Articles in the press
The Apache Software Foundation announced Flink as a Top-Level Project. The announcement was picked up by the media, e.g., here, here, and here.
Hadoop Summit
A submitted abstract on Flink Streaming won the community vote at “The Future of Hadoop” track.
Meetups and talks
Flink was presented at the Paris Hadoop User Group, the Bay Area Hadoop User Group, the Apache Tez User Group, and FOSDEM 2015. The January Flink meetup in Berlin had talks on recent community updates and new features.

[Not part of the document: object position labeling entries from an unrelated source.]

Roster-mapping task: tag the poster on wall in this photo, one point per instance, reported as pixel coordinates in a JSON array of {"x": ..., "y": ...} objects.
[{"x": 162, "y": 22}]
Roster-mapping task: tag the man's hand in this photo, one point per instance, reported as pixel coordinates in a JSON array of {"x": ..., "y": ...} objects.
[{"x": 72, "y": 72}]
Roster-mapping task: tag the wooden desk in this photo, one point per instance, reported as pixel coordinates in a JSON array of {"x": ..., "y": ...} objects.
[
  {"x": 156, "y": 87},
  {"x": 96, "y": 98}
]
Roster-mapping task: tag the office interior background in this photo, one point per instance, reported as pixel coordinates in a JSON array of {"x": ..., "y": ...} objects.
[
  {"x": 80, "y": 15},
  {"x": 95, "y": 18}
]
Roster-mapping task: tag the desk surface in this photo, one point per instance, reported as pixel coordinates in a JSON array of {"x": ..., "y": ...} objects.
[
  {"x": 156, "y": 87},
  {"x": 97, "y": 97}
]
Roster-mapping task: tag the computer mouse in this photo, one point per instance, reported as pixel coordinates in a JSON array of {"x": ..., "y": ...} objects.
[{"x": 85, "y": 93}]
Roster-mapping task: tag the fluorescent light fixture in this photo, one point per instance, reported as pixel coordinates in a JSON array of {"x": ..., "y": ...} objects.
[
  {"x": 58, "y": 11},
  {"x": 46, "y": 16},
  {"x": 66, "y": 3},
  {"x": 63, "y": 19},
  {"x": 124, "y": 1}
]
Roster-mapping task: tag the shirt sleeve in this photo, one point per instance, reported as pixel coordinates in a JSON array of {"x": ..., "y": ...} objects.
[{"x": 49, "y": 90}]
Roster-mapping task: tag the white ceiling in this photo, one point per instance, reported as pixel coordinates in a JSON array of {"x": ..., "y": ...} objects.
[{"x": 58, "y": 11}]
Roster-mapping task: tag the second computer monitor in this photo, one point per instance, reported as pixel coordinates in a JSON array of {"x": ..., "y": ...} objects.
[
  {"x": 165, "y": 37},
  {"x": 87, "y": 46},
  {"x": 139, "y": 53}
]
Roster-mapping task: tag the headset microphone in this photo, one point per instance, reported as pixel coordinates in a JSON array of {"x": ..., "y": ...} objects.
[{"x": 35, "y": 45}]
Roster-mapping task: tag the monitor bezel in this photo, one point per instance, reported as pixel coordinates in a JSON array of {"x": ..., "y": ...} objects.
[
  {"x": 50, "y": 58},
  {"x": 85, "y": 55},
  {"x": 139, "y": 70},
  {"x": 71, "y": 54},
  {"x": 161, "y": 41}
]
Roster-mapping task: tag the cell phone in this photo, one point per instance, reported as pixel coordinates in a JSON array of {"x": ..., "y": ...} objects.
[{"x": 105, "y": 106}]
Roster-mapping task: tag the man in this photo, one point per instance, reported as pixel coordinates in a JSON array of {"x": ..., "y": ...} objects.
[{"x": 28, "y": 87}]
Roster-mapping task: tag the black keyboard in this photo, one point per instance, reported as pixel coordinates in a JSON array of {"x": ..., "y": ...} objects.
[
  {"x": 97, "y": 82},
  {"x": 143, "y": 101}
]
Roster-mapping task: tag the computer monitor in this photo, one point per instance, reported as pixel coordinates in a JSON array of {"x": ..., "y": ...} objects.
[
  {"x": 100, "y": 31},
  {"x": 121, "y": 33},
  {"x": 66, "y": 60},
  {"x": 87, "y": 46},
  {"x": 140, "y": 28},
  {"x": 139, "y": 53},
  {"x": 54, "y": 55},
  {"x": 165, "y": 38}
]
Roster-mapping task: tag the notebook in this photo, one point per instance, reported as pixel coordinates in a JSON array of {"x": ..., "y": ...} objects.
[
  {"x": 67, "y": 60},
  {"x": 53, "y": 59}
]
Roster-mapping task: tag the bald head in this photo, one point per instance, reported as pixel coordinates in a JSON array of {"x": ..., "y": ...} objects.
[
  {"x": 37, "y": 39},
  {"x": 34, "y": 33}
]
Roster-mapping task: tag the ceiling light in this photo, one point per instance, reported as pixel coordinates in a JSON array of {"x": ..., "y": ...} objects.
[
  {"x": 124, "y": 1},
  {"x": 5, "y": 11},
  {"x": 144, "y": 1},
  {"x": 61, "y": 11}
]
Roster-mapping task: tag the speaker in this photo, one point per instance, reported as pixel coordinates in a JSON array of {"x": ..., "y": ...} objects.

Notable code contributions
Note: Code contributions listed here may not be part of a release or even the Flink master repository yet.
Using off-heap memory
This pull request enables Flink to use off-heap memory for its internal memory uses (sort, hash, caching of intermediate data sets).
Gelly, Flink’s Graph API
This pull request introduces Gelly, Flink’s brand new Graph API. Gelly offers a native graph programming abstraction with functionality for vertex-centric programming, as well as available graph algorithms. See this slide set for an overview of Gelly.
Semantic annotations
Semantic annotations are a powerful mechanism to expose information about the behavior of Flink functions to Flink’s optimizer. The optimizer can leverage this information to generate more efficient execution plans. For example the output of a Reduce operator that groups on the second field of a tuple is still partitioned on that field if the Reduce function does not modify the value of the second field. By exposing this information to the optimizer, the optimizer can generate plans that avoid expensive data shuffling and reuse the partitioned output of Reduce. Semantic annotations can be defined for most data types, including (nested) tuples and POJOs. See the snapshot documentation for details (not online yet).
New YARN client
The improved YARN client of Flink now allows users to deploy Flink on YARN for executing a single job. Older versions only supported a long-running YARN session. The code of the YARN client has been refactored to provide an (internal) Java API for controlling YARN clusters more easily.